河崎秋子著『肉弾』と『締め殺しの樹』を読む

 『ともぐい』直木賞を受賞した北海道の別海町出身の作家・河崎秋子さん。「この作家は、他にどの様な作品を・・・」と興味を持って、短編・中編を収録した文庫本『土に贖(あがな)う』『鯨の岬』を読んだことは、前にブログに書いた。
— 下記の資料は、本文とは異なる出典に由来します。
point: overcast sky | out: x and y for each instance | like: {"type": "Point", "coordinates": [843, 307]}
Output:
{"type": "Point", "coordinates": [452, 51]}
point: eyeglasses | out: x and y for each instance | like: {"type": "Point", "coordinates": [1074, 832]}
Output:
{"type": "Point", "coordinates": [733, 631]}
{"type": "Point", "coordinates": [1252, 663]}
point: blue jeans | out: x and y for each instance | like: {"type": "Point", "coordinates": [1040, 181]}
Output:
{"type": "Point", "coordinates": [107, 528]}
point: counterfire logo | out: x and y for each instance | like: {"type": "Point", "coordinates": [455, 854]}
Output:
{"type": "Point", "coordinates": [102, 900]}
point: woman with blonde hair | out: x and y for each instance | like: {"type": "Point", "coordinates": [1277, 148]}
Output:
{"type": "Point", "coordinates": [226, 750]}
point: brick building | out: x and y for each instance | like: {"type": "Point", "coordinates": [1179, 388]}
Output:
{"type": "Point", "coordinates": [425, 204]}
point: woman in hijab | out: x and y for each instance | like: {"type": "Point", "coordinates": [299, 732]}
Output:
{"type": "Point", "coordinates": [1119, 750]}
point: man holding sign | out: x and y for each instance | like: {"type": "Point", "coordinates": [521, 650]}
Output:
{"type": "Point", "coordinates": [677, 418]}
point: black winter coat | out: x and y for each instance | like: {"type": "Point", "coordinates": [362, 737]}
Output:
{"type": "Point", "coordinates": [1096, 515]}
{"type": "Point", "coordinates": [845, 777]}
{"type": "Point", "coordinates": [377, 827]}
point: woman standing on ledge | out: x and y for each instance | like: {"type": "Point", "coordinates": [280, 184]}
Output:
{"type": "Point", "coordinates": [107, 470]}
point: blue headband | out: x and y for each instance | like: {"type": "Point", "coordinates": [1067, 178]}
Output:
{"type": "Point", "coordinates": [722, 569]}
 作家の松井今朝子さんが『土に購う』の解説で、「河崎さんの強みは、厳しい自然と対峙し、文字通り地に足のついた生業で培われた、 羨ましいほどにタフな心身の生みだす、現代では実に稀な逞しくもおさおさしい筆力であろう」と述べているのに同感して、今回、ブックオフで探して読んだのが、2017年に刊行した『肉弾』と、前回、直木賞候補になった『締め殺しの樹』だ。

     

 今回も「河崎秋子さんは、どうしてこんなタイトルを付けるのだろう」と思いながら読み始めたのだが、2作品とも、圧倒的なリアリティと筆力ある描写に圧倒されて、物語の展開に惹き込まれてしまった。

 『肉弾』の時代背景は、現代。引きこもりの生活していた無気力な青年が、父親に連れられて熊を仕留めに北海道の森に入り、そこでの命のやり取りを通じて、生きるという自己を回復させていくというテーマ。

 『締め殺しの樹』は2部構成。
 第一部は、昭和初期、天涯孤独の少女が根室の遠縁に引き取られ、そこでの過酷な仕打ちに耐えながらも育ち、札幌に出て保健婦として独り立ちし、再び根室に戻って、そこでの閉鎖的な農社会のしがらみの中で、そこで生活する人達に役立ちたいと精一杯生きる女性の物語。
 そして第二部は、その女性を実母としながら、女性が辛苦を耐えて育った同じ農家に養子として貰われ育ち、札幌の北大で学びながら間接的に思いもよらない実母の生き様を知り、葛藤しながら自分の生き方を見いだすといった内容だ。
 タイトルの「絞め殺しの樹」の意味が、実は菩提樹だというのが物語の後半の展開で少しずつ気付き、読後に納得する。
 ちなみに日本で菩提樹と呼ばれるのはシナノキ科のボダイジュで、インドではクワ科イチジク属のインドボダイジュを「菩提樹」と言うらしい。この蔓性の植物は、他の木に絡みついて、絞めつけながら栄養を奪い、その木を枯れさせることから別名が「シメゴロシノキ」と言われるのだ。
 人と人、それぞれの価値観と思惑と、そこから生まれる振る舞いが、絡み合いながら、締めあいながら、お互い影響しあいながら、それでも生きねばならない。そんな、どんな中でも必死で生き続ける人間の性(さが)というか、業(ぎょう)を描いているのだ。

 それにしても、重い、重いテーマをここまで掘り下げ、一気読みに近い読み方にさせる筆力は凄い作家だと思う。
 もう少し、河崎秋子の世界に触れたくなって、三浦綾子文学賞を受賞した『颶風(ぐふう)の王』を探している。